Riley in the Macalester Observatory.

By Livvie Avrick ’19

“Everything about these research experiences is surprising and challenging.”
Riley McGlasson

Under the vast night sky at Utah’s Bryce Canyon National Park last summer, astronomy ranger Riley McGlasson ’20 hiked with visitors into the canyon during the full moon, led talks, and hosted telescope nights that revealed planets, star clusters, and galaxies. McGlasson had pursued invaluable research opportunities the previous two summers, but this experience reminded her of an important lesson: “Teaching the general public really brings me back to what I loved about astronomy in the first place,” she says.

Ever since McGlasson (Eden Prairie, Minn.) realized through her “Extrasolar Planets and Astrobiology” first-year course that studying astronomy could be a career, she’s immersed herself in outreach and research, on and off campus: helping at Mac’s public observing nights, running the “Radio Astronomy” WMCN radio show, publishing research, and winning a prestigious national award.

In addition to traveling to Bryce Canyon, McGlasson’s summer breaks have included studying solar physics at the NASA Marshall Space Flight Center in Alabama and observing asteroids through the Solar System Radar team at Puerto Rico’s Arecibo Observatory.

“Everything about these research experiences is surprising and challenging,” says McGlasson. “That’s just the nature of it, though: we’re researching things that we don’t fully understand.”

Studying the Universe

As a field that encompasses the entire rest of the universe, astronomy—quite literally—offers endless opportunities to learn.

At NASA Marshall in 2017, McGlasson used extreme ultraviolet images and images of the magnetic flux from the sun’s photosphere to look at small plasma eruptions in the Solar corona, or atmosphere, and analyze why they occur.

That meant combing through years of solar data to find records of these small eruptions, downloading and processing data, and combining the images of the plasma and of the magnetic field to test McGlasson’s hypothesis about why they happen.

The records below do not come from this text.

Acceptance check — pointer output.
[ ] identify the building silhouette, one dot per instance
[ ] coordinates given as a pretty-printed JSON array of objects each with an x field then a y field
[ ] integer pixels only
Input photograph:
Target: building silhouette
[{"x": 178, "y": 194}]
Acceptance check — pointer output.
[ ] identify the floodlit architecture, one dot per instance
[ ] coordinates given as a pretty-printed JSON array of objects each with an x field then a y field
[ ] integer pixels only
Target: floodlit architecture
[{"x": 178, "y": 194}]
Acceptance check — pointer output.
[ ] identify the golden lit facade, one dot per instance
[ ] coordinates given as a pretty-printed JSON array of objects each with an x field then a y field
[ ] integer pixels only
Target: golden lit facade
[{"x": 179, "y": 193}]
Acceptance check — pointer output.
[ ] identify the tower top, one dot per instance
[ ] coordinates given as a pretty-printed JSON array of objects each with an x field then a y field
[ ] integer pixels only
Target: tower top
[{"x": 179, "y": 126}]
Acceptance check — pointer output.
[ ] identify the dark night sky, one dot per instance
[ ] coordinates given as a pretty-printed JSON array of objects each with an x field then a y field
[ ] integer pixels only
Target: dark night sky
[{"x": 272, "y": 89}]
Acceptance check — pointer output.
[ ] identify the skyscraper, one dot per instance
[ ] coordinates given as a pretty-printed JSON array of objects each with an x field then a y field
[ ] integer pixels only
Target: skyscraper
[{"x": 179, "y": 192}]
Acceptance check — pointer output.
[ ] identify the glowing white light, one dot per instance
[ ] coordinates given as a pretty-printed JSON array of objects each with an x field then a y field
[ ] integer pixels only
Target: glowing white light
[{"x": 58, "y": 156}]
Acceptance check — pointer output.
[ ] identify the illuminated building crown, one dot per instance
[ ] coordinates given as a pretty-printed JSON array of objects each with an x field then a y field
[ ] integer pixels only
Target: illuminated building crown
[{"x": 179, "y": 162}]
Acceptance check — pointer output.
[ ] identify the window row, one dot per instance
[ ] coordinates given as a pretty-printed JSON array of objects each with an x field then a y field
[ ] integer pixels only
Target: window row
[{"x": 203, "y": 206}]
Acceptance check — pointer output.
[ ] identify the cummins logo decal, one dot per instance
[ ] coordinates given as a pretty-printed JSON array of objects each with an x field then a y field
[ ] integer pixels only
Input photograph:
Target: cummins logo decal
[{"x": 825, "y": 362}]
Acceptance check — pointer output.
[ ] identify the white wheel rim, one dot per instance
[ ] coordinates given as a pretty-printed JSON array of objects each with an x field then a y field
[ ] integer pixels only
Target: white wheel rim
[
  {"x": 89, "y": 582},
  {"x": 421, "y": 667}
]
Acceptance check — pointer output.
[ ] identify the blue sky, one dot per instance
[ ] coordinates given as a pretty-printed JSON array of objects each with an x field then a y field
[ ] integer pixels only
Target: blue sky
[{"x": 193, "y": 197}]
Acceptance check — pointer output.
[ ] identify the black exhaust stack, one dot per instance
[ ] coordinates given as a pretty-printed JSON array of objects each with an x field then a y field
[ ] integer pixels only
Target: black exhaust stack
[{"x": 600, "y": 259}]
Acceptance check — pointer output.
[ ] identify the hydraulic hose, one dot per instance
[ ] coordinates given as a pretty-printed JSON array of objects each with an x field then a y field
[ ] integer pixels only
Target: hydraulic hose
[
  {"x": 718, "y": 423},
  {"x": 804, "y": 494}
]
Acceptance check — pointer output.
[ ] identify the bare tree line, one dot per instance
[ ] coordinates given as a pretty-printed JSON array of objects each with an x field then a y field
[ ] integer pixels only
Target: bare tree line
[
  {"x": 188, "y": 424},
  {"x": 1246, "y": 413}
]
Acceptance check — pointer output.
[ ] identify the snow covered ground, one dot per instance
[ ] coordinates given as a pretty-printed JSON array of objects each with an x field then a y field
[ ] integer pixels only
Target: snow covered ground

“I found that these plasma eruptions were primarily caused by magnetic flux cancellation, which is where positive and negative patches of magnetic flux some together and cancel, which makes the surrounding field unstable and allows plasma to rise up, forming the jet,” says McGlasson.

A product of that research was published in the September 2019 volume of the Astrophysical Journal, with McGlasson as the manuscript’s first author.

During summer 2018 at the Arecibo Observatory, McGlasson used the Arecibo 305 meter telescope to shoot high-powered radio waves at asteroids and measure the signals that came back. The data was then used to develop a three-dimensional shape model of Midas, an asteroid that is classified as potentially hazardous.

Typically there were five to seven observations each week. “Sometimes these were during the day, which is possible with a radio telescope like Arecibo, but usually they were in the middle of the night, so sometimes I would have to wake up and go to work at 3 a.m.,” McGlasson says.

National Award

Last January, she won the Chambliss Astronomy Achievement Student Award from the American Astronomical Society for her research at the Arecibo Observatory. This award is presented to select undergraduate and graduate students in recognition of exemplary research presented at the annual American Astronomical Society conference.

The field of astronomy is continuously expanding, and thanks to evolving technology, astronomers are able to discover things previously thought to be impossible. In the last few years, the detection of gravitational waves coming from colliding black holes created the field of gravitational wave astronomy and added a new dimension to multiwavelength astronomy observations.

Up Next

Influenced by the research she did at Arecibo, McGlasson hopes to use the tool of planetary radar to study the icy moons in our solar system. Since these moons are considerably farther away than the asteroids she was studying at Arecibo, the radar data will need to be taken from a spacecraft like Cassini or the upcoming Europa Clipper mission.

And as she applies to PhD programs in astronomy, she imagines the discoveries that will unfold in the years ahead. Maybe it won’t happen in the next decade, but McGlasson suspects it may not be unreasonable to find evidence of life outside of Earth within her lifetime: “I am most excited about the upcoming planetary missions that will launch in the next 20 years.”